About 10 years ago, Open Text Corp. offered up an invoice management system as a service engagement effort that it customized for companies. Today, with many parts of the world just beginning to recover from the throes of a recession, white collar crime hitting the headlines (Madoff, anyone?) and bottom lines, the landscape has changed – and automating processes like accounts payable has become an attractive option for some enterprises.
“The realization came about that there was repetition there – you always have the same problems and you basically have some of the same resolutions,” said Tom Walker, a portfolio manager of SAP accounts payable solutions at Open Text. “So we put it in a product instead of a custom implementation.”
The finished product is Open Text’s SAP invoice management system, a software solution that “provides granular audit trails” that Walker likens to the “quintessential Big Brother/Big Sister that’s watching.
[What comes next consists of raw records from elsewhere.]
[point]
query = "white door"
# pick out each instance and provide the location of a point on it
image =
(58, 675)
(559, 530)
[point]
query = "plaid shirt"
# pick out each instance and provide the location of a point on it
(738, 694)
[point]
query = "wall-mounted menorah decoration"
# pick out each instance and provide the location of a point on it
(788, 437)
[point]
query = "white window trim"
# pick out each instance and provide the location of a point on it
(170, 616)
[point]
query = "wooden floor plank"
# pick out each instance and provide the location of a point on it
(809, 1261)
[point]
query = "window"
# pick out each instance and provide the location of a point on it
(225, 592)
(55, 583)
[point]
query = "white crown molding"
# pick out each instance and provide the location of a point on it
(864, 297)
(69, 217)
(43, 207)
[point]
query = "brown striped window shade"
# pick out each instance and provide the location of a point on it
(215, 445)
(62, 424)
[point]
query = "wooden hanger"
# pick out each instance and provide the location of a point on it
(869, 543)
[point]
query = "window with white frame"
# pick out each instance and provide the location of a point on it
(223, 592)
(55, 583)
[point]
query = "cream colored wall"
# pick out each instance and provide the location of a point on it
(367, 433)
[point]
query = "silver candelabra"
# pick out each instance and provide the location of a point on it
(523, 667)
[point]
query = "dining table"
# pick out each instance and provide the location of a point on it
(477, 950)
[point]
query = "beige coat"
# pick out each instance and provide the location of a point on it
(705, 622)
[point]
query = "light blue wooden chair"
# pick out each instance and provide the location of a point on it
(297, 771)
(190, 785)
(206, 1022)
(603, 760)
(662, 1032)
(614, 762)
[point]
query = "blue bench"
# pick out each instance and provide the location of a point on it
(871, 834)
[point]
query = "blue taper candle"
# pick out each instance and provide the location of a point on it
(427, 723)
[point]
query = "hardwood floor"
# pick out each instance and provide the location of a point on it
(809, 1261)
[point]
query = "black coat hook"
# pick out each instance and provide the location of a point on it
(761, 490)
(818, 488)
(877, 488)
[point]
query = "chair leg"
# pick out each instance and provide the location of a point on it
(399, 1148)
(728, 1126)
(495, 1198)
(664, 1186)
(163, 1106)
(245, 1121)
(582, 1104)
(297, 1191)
Every time there is a touch point in the process, it records who touched it, what date, what time and what their touch point did.”
The idea was to create a network of crosschecks to safeguard against AP authorization controls that have failed in the past. For example, a vendor may send a fictitious invoice to be approved by a company that never received its product or service. If it is signed off by a company representative colluding with the vendor, it may be enough for the accounts payable department to pay the invoice without properly verifying the document.
“In an optimized solution, you have business rules that determine who should receive the invoice in the first place and … (it goes) into accounting as opposed to (employees) out in the field,” Walker explained. “(It’s) really looking back at the manual process and deciding where are the gaps, the weaknesses, the opportunities for fraudulent activities. It’s a sad thing to say, but it’s a true fact that’s been around for a million years that every time a human is involved, you open up a Pandora’s box.”